From my only visit, so far, I can easily understand why St Ives has developed as an artists community. The relative lack of development (Tate Gallery aside LOL), the fresh Celtic Sea to wash the cobwebs away, the amazing light, which I'll extrapolate to even when it's cold and dank, and just that sense of being which the town has.
So here's a little collage - as much to use my orphan pics as to add an extra tip to this page LOL
Pictured is the Grade II listed archway which used to lead to the home of the "Portreeve" (a sort of harbour master) George Hicks. George was Portreeve from 1611 until 1624 but doesn't seem to have done anything particularly remarkable except having lived here, unlike one of his predecessors, John Payne (who didn't live at Hick's Court BTW).
John Payne is famous for having been a bit of a local character who was visited by the Provost Marshal, Anthony Kingston, in 1549 and invited for lunch at an inn (which may, or may not have been The Sloop). Over lunch the Provost Marshal ordered him to have a scaffold built ASAP but without giving him the reason. After lunch Mr Kingston insisted on inspecting the new gallows and when they arrived poor John was dragged into a noose and hanged for being a "Busy Rebel".
So the moral of the story is - don't be a character unless you're willing to pay the penalty - be anonymous and you'll live forever as an archway listed by English Heritage.

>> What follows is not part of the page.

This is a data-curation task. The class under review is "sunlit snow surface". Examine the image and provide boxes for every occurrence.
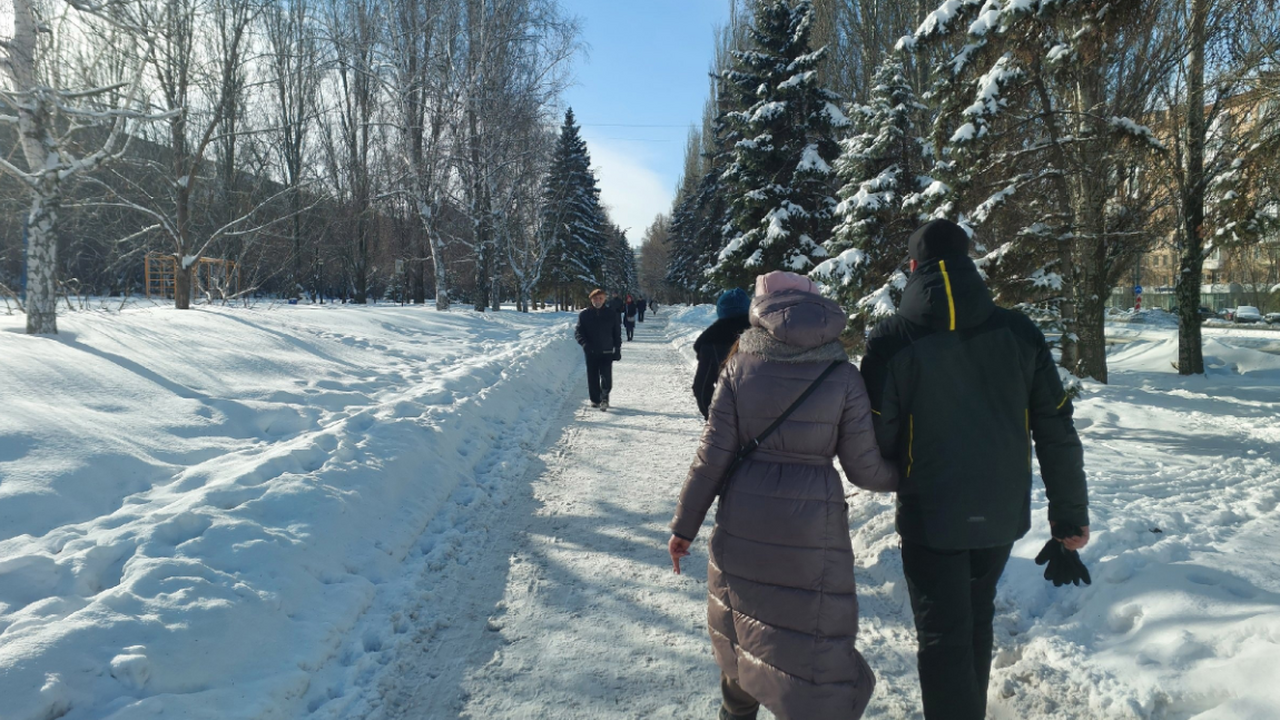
[1,300,1278,719]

Don't we just love Google ;-)
No British seaside town is complete without its amusement arcade(s) and here in St Ives we have Harbour Amusements with its usual shoot-em-up video games and fruit machines. It is a little bit more upmarket in that it also has a pool and billiards club attached but the thing that makes it unique is that it is a Grade II Listed Building.

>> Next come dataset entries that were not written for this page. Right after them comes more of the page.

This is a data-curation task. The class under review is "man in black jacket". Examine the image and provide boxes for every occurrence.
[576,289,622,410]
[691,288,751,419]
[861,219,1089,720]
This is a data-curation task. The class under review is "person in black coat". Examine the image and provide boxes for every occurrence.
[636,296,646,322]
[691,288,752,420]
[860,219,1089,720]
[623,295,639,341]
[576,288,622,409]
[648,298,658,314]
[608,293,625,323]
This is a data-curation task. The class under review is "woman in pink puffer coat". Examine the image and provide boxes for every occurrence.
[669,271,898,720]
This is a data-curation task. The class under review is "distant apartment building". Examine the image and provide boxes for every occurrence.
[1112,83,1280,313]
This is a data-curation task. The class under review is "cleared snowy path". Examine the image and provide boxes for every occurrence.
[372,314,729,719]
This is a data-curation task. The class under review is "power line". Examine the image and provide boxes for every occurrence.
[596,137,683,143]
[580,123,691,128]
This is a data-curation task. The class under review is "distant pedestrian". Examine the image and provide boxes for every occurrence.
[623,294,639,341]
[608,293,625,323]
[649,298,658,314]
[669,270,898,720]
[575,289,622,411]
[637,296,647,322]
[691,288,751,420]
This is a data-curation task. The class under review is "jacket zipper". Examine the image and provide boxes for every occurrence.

Where the amusement arcade is was formerly Daniel's Boathouse, dating back to 1587, whilst the pool and billiards building is a 19th century double-fronted shop with flat pilasters and cornice as well as a slurried slate roof (according to the listing).

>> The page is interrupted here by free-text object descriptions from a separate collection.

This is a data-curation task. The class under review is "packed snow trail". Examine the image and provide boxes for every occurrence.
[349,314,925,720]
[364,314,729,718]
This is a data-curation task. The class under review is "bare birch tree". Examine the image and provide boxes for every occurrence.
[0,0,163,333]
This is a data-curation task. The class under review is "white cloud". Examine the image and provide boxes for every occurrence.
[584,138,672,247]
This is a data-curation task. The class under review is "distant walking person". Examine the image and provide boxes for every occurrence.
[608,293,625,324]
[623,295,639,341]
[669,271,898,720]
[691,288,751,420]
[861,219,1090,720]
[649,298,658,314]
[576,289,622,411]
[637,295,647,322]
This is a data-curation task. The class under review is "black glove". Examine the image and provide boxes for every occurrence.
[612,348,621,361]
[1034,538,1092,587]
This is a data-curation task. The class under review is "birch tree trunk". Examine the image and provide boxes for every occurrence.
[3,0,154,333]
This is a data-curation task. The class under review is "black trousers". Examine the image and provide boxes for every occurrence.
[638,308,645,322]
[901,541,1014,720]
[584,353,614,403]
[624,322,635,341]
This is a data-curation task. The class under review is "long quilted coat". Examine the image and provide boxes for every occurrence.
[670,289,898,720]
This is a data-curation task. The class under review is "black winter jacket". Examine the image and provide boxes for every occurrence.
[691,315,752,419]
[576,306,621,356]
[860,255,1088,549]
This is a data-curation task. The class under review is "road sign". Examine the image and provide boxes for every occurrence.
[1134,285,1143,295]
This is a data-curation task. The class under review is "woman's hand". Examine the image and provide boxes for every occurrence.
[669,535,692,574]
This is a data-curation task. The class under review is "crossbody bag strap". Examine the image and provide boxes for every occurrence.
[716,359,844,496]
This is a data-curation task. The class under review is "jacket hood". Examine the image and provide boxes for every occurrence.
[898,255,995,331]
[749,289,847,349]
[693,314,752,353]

Anyway here it is, on Wharf Road, if that's your thing, but me I just went to the pub(s).
From Medieval times until the early 20th century St Ives was a busy fishing port with the main (so to speak) catch being pilchards. In its heyday this ws the busiest port in North Cornwall, exporting millions of fish to Continental Europe.
The harbour wall was built in 1767-70 by the well-known civil engineer John Smeaton (best known locally for his Eddystone Lighthouse which has been relocated to Plymouth Hoe where it is known as "Smeaton's Tower"). The harbour has been extended since then and despite a lull in the fishing industry in the mid-20th century it has recovered in recent years. The harbour has 60 registered moorings and from late Spring until early Autumn is once again a busy fishing port with the catch now being mackerel.
As well as the working moorings there are 66 leisure moorings, 22 for self-drive boats and 6 for visiting yachts.
The signs everywhere are there for a reason. The best way to anger locals is to feed the seagulls everywhere. You will soon leave St Ives and think it was just a bit of fun to get a great photo of you with an almost "tame" seagull eating out of your hand, but the locals then have to live with their children getting attacked and so on once you have gone. I know I have already written about this under "warnings" but I feel I need to add this here to just to stress that no one will make friends with you if you deliberately feed seagulls. I personally like the birds and appreciate that they have just picked up this habit from human behaviour, but I still wouldn't contribute to feeding them since they are clearly already perfectly capable of seeing to their own dinners.
If you're anywhere near St Ives when the lifeboat is called out, you'll know! There are two cannon blasts which sound around the town. Shortly after, the lifeboat itself is towed into the water as everyone crowds to the pier to watch. Depending on where the tide is, it can take quite some time to launch. You have an even better view of activity on the boat when it returns, as the little tractor comes out to pull it up to the slipway, the lifeboatmen all jump off to help manoeuvre it onto its trailer, and it gets hosed down and cleaned of salt water.
I didn't see them rescue anybody, but it was pretty interesting even without any special drama!